Een belangrijke vraag die Jungle-redacteur Niklas Lämmel aan Tomas Kraus voorlegt, thematiseert Joods leven in het communistische tijdperk in Tsjechoslowakije, de jaren 1948-1989 dus, de periode van het zogenoemde “reële socialisme”.

Dat was sterk ingeperkt, repliceert Tomas Kraus. “Al het Joodse stond onder de verdenking op de een of andere manier met Israël verbonden te zijn. De jaren vijftig waren een catastrofe, de jaren zestig dan een beetje vrijer. De situatie veranderde weer na het einde van de Praagse Lente (1968, red.). Toentertijd verlieten 6000 tot 8000 Joden het land. Er bleef bijna niemand over.”

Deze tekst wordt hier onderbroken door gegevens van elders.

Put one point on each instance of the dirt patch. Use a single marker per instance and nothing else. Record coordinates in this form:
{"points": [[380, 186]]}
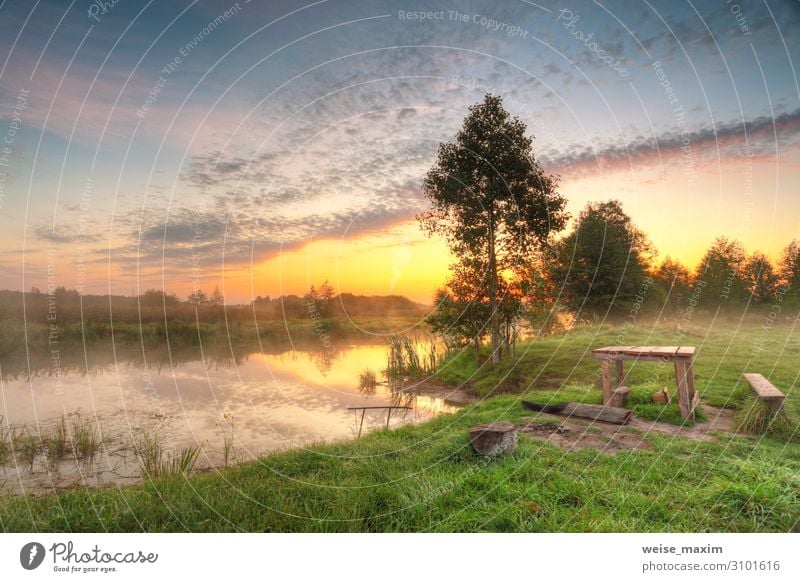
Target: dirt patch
{"points": [[578, 433]]}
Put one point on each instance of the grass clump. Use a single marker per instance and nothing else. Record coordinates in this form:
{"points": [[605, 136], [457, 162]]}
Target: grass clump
{"points": [[86, 440], [56, 443], [755, 417], [156, 462], [367, 380]]}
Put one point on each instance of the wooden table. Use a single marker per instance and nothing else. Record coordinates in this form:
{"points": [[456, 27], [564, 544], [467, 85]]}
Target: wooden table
{"points": [[680, 356]]}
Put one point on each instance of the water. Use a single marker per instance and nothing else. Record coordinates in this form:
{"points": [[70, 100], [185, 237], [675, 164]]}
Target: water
{"points": [[259, 401]]}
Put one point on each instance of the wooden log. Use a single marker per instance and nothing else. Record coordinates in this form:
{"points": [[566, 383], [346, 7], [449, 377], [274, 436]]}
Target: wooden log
{"points": [[662, 396], [493, 439], [610, 414], [619, 396]]}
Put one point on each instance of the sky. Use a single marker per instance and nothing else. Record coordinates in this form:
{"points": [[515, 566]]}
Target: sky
{"points": [[266, 146]]}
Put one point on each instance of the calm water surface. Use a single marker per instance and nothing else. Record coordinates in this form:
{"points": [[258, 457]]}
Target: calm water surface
{"points": [[263, 402]]}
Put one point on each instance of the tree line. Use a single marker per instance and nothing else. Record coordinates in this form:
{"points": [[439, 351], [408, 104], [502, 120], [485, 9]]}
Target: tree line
{"points": [[66, 306], [503, 219]]}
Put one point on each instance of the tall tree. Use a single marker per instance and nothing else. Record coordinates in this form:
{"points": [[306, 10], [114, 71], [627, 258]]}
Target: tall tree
{"points": [[462, 311], [675, 281], [789, 269], [491, 199], [721, 272], [761, 278], [600, 267]]}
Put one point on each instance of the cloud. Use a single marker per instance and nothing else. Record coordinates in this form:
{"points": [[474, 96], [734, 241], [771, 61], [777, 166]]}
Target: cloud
{"points": [[757, 138], [63, 234]]}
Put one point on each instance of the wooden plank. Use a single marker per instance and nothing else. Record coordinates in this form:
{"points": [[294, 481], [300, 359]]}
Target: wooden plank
{"points": [[695, 402], [763, 387], [664, 351], [684, 402], [606, 374], [619, 397], [690, 383], [610, 414], [608, 351], [636, 350]]}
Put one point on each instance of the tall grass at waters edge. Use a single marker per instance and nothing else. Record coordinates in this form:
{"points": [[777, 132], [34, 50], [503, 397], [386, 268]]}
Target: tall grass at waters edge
{"points": [[427, 478]]}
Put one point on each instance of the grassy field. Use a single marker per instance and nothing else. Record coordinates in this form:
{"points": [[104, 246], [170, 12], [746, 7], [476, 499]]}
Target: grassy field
{"points": [[426, 477]]}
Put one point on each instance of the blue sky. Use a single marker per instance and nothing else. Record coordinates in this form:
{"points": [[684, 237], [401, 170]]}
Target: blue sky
{"points": [[286, 122]]}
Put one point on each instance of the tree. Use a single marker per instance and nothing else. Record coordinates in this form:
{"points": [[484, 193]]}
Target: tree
{"points": [[790, 271], [461, 310], [761, 278], [675, 281], [320, 301], [720, 273], [198, 298], [156, 298], [601, 266], [491, 199], [217, 299]]}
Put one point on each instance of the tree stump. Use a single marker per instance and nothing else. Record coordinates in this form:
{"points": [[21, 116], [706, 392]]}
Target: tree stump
{"points": [[619, 397], [494, 438]]}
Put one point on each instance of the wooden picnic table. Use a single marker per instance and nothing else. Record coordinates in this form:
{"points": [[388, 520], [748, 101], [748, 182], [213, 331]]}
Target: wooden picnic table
{"points": [[680, 356]]}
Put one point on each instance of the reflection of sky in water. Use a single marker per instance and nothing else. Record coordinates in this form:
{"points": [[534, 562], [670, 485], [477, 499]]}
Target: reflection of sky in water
{"points": [[277, 400]]}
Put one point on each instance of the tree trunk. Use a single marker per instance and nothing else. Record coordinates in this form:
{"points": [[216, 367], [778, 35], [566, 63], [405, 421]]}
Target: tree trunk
{"points": [[495, 322]]}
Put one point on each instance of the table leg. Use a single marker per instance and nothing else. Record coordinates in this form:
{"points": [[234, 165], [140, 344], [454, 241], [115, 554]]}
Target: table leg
{"points": [[693, 397], [606, 372], [620, 373], [684, 401]]}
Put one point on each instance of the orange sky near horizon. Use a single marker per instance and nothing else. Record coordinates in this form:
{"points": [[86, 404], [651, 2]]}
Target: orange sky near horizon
{"points": [[681, 220]]}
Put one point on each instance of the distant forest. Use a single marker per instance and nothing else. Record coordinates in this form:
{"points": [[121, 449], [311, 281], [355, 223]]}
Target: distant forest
{"points": [[66, 306]]}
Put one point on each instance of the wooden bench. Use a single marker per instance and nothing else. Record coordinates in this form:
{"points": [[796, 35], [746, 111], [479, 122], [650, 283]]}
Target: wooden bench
{"points": [[770, 395]]}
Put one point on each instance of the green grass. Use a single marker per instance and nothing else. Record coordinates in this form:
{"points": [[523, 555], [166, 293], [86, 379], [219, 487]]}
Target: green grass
{"points": [[426, 478], [725, 350]]}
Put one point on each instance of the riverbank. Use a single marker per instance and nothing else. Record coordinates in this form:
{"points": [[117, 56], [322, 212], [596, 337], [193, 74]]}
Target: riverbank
{"points": [[426, 478], [653, 475]]}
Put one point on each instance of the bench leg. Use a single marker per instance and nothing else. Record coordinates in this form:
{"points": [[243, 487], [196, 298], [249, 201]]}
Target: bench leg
{"points": [[606, 372]]}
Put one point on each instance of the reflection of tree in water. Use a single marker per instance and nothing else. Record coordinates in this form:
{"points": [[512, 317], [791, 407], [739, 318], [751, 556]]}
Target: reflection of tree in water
{"points": [[96, 362], [323, 360]]}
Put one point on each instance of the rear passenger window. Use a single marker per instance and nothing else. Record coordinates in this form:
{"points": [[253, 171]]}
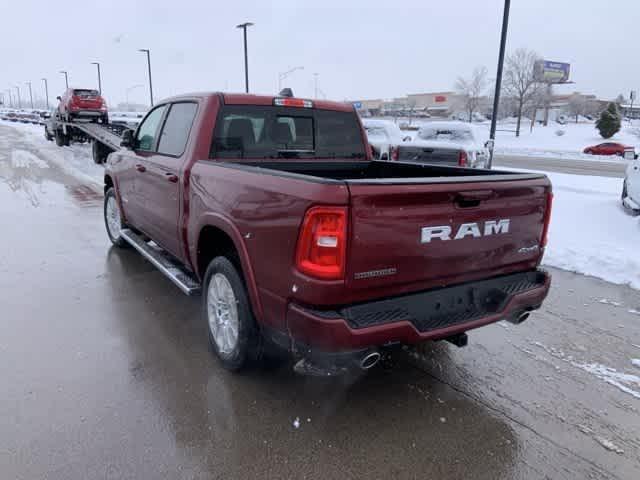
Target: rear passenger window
{"points": [[148, 130], [175, 133]]}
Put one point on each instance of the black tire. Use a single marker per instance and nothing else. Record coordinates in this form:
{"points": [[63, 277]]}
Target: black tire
{"points": [[624, 195], [98, 152], [60, 138], [115, 238], [249, 347]]}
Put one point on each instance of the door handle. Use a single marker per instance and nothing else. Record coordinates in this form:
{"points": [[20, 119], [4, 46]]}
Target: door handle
{"points": [[472, 198]]}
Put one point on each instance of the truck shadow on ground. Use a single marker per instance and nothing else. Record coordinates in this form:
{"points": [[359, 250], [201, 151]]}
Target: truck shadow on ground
{"points": [[392, 422]]}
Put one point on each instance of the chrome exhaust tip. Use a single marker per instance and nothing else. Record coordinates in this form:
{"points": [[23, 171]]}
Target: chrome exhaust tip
{"points": [[519, 318], [370, 360]]}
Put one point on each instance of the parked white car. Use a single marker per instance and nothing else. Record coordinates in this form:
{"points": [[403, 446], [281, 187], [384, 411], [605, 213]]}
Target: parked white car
{"points": [[631, 188], [464, 136], [384, 136]]}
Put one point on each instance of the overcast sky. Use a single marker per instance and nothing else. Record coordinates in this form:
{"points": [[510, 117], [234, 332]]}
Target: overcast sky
{"points": [[359, 48]]}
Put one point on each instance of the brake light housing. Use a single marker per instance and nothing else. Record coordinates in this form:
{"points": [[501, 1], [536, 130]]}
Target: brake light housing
{"points": [[462, 158], [322, 243], [547, 220], [293, 102]]}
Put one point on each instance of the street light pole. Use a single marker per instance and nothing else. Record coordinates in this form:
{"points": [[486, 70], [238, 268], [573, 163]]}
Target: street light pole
{"points": [[97, 64], [127, 93], [66, 78], [146, 50], [18, 90], [283, 75], [30, 93], [46, 91], [496, 95], [244, 26]]}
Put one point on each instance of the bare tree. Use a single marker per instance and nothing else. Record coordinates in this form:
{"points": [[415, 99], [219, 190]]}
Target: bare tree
{"points": [[471, 89], [577, 106], [520, 82]]}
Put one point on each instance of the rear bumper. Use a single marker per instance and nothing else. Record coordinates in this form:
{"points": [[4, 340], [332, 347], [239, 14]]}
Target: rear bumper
{"points": [[414, 318]]}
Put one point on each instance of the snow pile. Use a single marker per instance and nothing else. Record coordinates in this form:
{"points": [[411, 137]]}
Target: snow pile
{"points": [[590, 233], [75, 160], [543, 141], [624, 382]]}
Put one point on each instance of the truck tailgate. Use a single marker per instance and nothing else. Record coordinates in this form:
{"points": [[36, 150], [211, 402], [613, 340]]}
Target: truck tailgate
{"points": [[423, 235]]}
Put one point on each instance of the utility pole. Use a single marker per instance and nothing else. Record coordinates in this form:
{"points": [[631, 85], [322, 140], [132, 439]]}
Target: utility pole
{"points": [[46, 92], [66, 78], [496, 95], [146, 50], [97, 64], [18, 90], [244, 26], [30, 93]]}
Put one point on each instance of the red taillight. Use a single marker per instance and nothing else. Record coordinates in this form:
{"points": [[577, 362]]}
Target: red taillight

Over de bevrijding van het communistische juk in Tsjechoslowakije (herfst 1989) kende Tomas Kraus zijn geluk niet op. Die omwenteling kreeg de fraaie naam van “de fluwelen revolutie”. Een revolutie was het zeker, beaamt Tomas, hoewel het woord “revolutie” hem allerminst bekoort. Maar: “Alles wat ervoor verboden was, was nu mogelijk! Wij konden bijvoorbeeld als gemeente contacten met Israël opbouwen. Maar eerst hebben we de ruimtes van de Joodse gemeente in Praag doorzocht en alle afluisterapparatuur, die de staatsveiligheid had geïnstalleerd, verwijderd.”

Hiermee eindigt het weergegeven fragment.